CONNEXION OF WORDS—THE WORD "FREIGHT."
The word employed to denote freight, or rather the price of freight, at this day in the principal ports of the Mediterranean, is nolis, nolo, &c. In the Arabian and Indian ports, the word universally employed to denote the same meaning is nol. Are these words identical, and can their connexion be traced? When we consider the extensive commerce of the Phœnicians, both in the Mediterranean and Indian seas, that they were the great merchants and carriers of antiquity, and that, in the words of Hieron, "their numerous fleets were scattered over the Indian and Atlantic oceans; and the Tyrian pennant waved at the same time on the coasts of Britain and on the shores of Ceylon"—it is natural to look to that country as the birthplace of the word, whence it may have been imported, westward to Europe, and eastward to India, by the same people.

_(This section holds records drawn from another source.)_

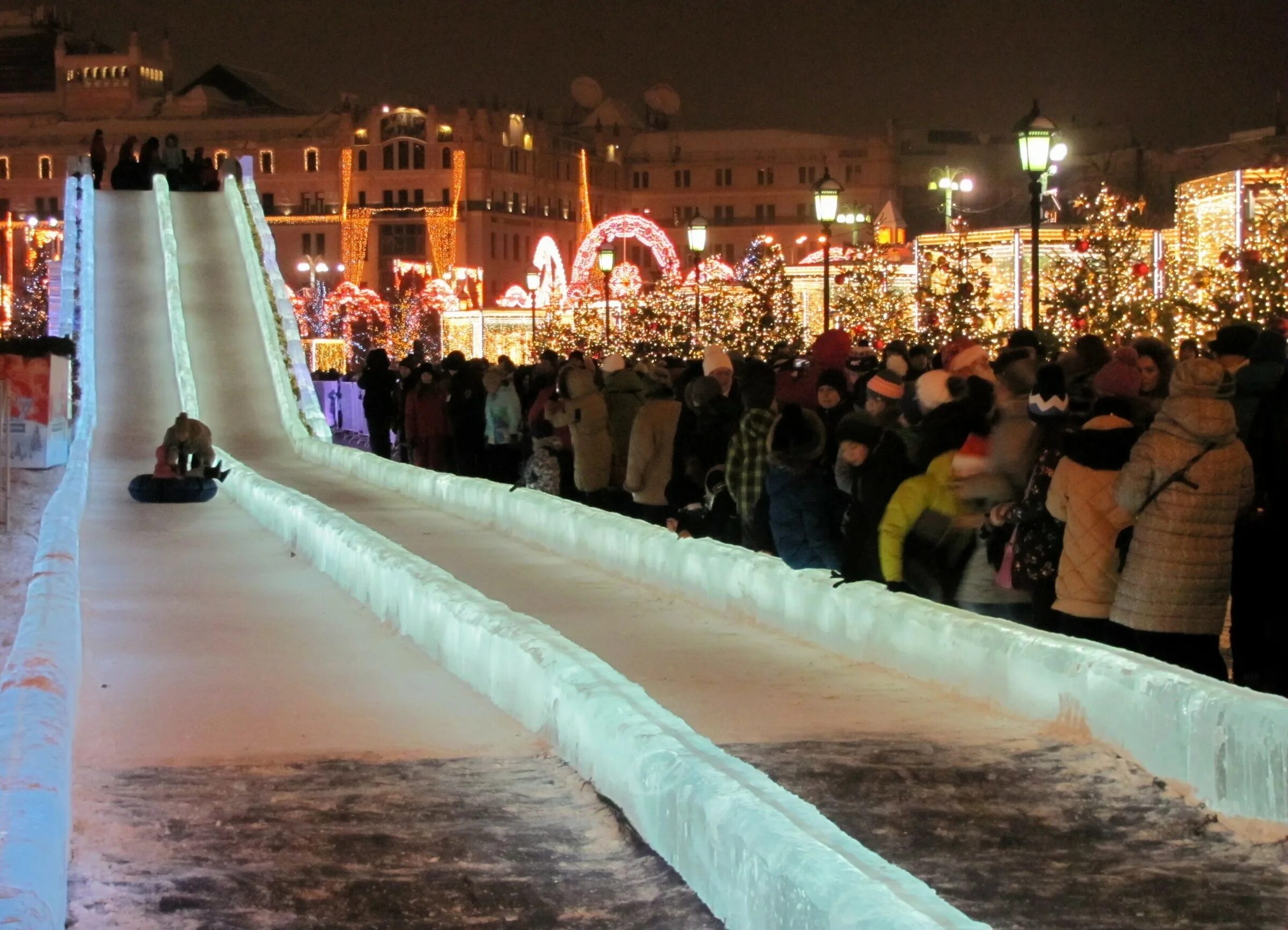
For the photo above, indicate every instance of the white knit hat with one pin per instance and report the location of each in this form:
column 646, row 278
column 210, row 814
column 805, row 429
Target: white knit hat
column 715, row 358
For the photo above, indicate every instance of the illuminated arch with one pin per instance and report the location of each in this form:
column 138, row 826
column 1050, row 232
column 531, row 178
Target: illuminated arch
column 714, row 271
column 626, row 226
column 548, row 261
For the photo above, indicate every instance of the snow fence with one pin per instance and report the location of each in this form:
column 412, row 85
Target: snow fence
column 1228, row 744
column 42, row 678
column 757, row 854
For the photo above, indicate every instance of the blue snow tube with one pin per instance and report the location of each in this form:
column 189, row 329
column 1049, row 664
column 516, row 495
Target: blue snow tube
column 151, row 490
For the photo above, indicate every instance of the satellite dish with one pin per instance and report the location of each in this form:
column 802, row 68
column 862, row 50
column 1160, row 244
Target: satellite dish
column 662, row 98
column 588, row 93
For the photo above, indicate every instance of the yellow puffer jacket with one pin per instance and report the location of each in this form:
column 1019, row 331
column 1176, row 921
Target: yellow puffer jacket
column 1082, row 497
column 929, row 491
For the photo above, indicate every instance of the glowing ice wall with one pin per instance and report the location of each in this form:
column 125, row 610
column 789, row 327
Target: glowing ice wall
column 757, row 854
column 42, row 678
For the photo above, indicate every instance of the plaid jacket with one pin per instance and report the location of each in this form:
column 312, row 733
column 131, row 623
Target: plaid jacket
column 749, row 460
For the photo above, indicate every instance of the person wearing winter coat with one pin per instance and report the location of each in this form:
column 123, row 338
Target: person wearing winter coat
column 1176, row 581
column 426, row 422
column 1256, row 380
column 541, row 469
column 624, row 393
column 920, row 543
column 583, row 410
column 802, row 499
column 652, row 448
column 378, row 384
column 870, row 467
column 749, row 456
column 503, row 420
column 1082, row 499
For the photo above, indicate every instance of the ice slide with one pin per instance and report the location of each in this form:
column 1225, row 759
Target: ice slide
column 991, row 785
column 253, row 742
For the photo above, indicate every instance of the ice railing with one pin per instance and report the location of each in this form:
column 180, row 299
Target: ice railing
column 758, row 855
column 1228, row 744
column 42, row 678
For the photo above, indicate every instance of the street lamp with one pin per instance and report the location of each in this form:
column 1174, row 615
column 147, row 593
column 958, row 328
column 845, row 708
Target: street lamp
column 828, row 196
column 1035, row 133
column 697, row 233
column 948, row 181
column 607, row 259
column 533, row 284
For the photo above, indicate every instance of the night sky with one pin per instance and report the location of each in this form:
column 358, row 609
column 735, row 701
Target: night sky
column 1173, row 71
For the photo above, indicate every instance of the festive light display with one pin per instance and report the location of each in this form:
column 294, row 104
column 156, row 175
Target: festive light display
column 548, row 261
column 625, row 226
column 954, row 293
column 865, row 303
column 1103, row 282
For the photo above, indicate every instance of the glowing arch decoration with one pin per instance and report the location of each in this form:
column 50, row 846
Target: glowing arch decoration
column 548, row 261
column 714, row 271
column 625, row 281
column 626, row 226
column 816, row 258
column 516, row 297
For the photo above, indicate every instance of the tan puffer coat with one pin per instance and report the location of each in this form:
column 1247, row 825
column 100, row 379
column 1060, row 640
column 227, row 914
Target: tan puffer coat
column 1082, row 497
column 587, row 418
column 1177, row 574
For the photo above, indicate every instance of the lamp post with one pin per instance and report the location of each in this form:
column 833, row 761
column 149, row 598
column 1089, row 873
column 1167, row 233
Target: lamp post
column 1035, row 134
column 533, row 282
column 697, row 233
column 828, row 195
column 950, row 181
column 607, row 259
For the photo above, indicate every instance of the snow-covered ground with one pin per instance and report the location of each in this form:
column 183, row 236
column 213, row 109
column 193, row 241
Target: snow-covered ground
column 30, row 493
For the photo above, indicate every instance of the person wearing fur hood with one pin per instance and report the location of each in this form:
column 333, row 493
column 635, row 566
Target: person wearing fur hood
column 802, row 500
column 1176, row 580
column 583, row 410
column 1082, row 499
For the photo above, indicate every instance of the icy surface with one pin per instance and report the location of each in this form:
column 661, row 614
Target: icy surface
column 42, row 678
column 757, row 854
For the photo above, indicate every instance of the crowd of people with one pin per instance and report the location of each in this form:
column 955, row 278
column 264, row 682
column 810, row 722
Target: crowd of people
column 136, row 165
column 1117, row 494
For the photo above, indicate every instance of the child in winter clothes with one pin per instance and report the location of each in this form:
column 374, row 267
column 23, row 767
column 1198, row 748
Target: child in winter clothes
column 1082, row 497
column 541, row 471
column 800, row 496
column 870, row 467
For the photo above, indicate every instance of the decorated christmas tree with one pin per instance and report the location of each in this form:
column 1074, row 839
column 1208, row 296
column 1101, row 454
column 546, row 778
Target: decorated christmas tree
column 1103, row 287
column 773, row 314
column 31, row 302
column 863, row 302
column 954, row 293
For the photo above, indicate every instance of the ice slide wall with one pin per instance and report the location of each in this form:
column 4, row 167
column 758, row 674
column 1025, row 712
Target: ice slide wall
column 42, row 677
column 757, row 854
column 1231, row 745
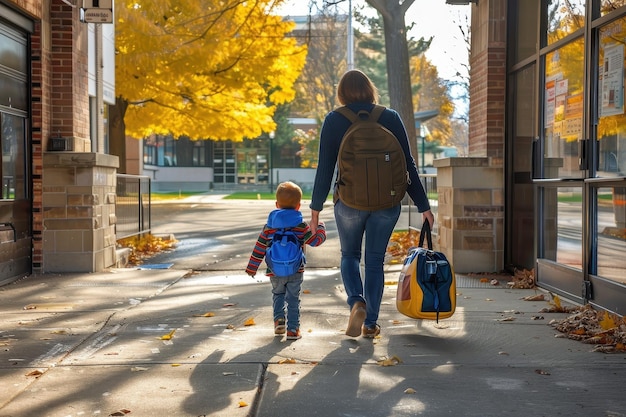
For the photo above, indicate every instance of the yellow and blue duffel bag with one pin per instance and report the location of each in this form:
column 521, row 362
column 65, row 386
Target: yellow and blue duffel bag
column 427, row 285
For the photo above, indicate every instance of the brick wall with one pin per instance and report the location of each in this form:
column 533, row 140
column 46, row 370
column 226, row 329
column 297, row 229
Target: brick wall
column 60, row 99
column 488, row 79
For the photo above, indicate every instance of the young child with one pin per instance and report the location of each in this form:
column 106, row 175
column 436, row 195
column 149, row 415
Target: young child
column 285, row 289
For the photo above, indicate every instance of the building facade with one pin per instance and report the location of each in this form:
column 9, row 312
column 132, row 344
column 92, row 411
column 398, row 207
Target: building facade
column 57, row 211
column 547, row 114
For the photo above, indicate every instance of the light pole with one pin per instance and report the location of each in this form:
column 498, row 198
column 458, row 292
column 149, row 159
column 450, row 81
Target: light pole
column 271, row 165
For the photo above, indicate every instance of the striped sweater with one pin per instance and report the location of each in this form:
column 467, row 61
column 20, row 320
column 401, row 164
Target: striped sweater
column 283, row 218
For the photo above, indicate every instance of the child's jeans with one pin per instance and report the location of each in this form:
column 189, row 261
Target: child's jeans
column 286, row 293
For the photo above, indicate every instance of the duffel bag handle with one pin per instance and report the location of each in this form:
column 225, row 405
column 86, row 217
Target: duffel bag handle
column 426, row 233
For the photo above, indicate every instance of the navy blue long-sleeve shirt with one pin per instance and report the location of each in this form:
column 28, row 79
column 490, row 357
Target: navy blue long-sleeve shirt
column 334, row 127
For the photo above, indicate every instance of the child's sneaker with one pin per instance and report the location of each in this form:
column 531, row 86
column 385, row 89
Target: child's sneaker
column 279, row 326
column 293, row 335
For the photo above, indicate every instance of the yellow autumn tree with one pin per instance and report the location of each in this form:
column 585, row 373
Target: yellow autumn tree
column 432, row 93
column 203, row 69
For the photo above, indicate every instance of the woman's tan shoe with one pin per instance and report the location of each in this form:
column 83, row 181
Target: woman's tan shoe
column 357, row 317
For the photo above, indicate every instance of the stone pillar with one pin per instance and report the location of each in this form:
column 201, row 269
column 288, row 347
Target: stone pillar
column 79, row 191
column 471, row 213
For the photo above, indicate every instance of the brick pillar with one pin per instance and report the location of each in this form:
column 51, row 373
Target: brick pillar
column 69, row 100
column 471, row 213
column 488, row 79
column 471, row 190
column 73, row 192
column 79, row 192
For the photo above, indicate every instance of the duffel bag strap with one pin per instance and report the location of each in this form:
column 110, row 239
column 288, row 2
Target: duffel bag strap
column 426, row 233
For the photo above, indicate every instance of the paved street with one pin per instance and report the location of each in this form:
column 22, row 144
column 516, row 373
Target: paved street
column 174, row 342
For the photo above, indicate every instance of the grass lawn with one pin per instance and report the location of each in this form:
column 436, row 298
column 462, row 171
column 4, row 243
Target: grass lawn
column 261, row 195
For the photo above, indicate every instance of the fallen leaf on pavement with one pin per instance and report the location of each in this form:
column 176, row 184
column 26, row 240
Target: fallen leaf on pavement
column 509, row 318
column 536, row 297
column 121, row 412
column 393, row 361
column 168, row 336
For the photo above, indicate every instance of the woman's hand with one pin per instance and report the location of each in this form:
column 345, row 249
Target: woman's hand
column 428, row 215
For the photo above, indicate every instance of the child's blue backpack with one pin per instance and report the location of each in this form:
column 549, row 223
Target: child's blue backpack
column 284, row 254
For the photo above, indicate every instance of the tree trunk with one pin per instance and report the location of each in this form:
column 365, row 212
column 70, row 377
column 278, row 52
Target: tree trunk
column 398, row 69
column 117, row 132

And we find that it is a pure Arabic word,
نول
nawil and
نولن
nawlun, or nol and nolan, both signifying freight (price of carriage), from the root
نوه
noh, pretium dedit, donum. I am not aware that the word freight (not used in the sense of cargo or merchandise, but as the price of carriage of the merchandise, merces pro vectura) is to be found in the Old Testament, otherwise some light might be thrown on the matter by a reference to the cognate Hebrew word.
But here an interesting question presents itself. The word freight in Greek is ναῦλος or ναῦλον, and in Latin naulum. Have these any connexion with the Arabic word, or are they to be traced to an independent source, and the coincidence in sense and sound with the Arabic merely accidental? If distinct, are the words now in use in the Mediterranean ports derived from the Greek or the Arabic? If the words be not identical, may not the Greek be derived from the Sanscrit, thus
nau, or in the pure form
nawah, or resolved, naus, a ship or boat;
nauyáyin quasi nouyáyil, or abbreviated naul, that which goes into a ship or boat, i.e. freight, fare, or, by metonyme, the price of freight, or passage-money. It is to be noted that nolis, though in general use in the Mediterranean ports (Marseilles, for example) to denote the price of freight, or of carriage, is not so in the northern parts of France. At Havre the word is frêt, the same as our freight, the German fracht, viz. that which is carried or ferried, and, by metonyme, as before, the price of carriage.
J. Sh.
Bombay.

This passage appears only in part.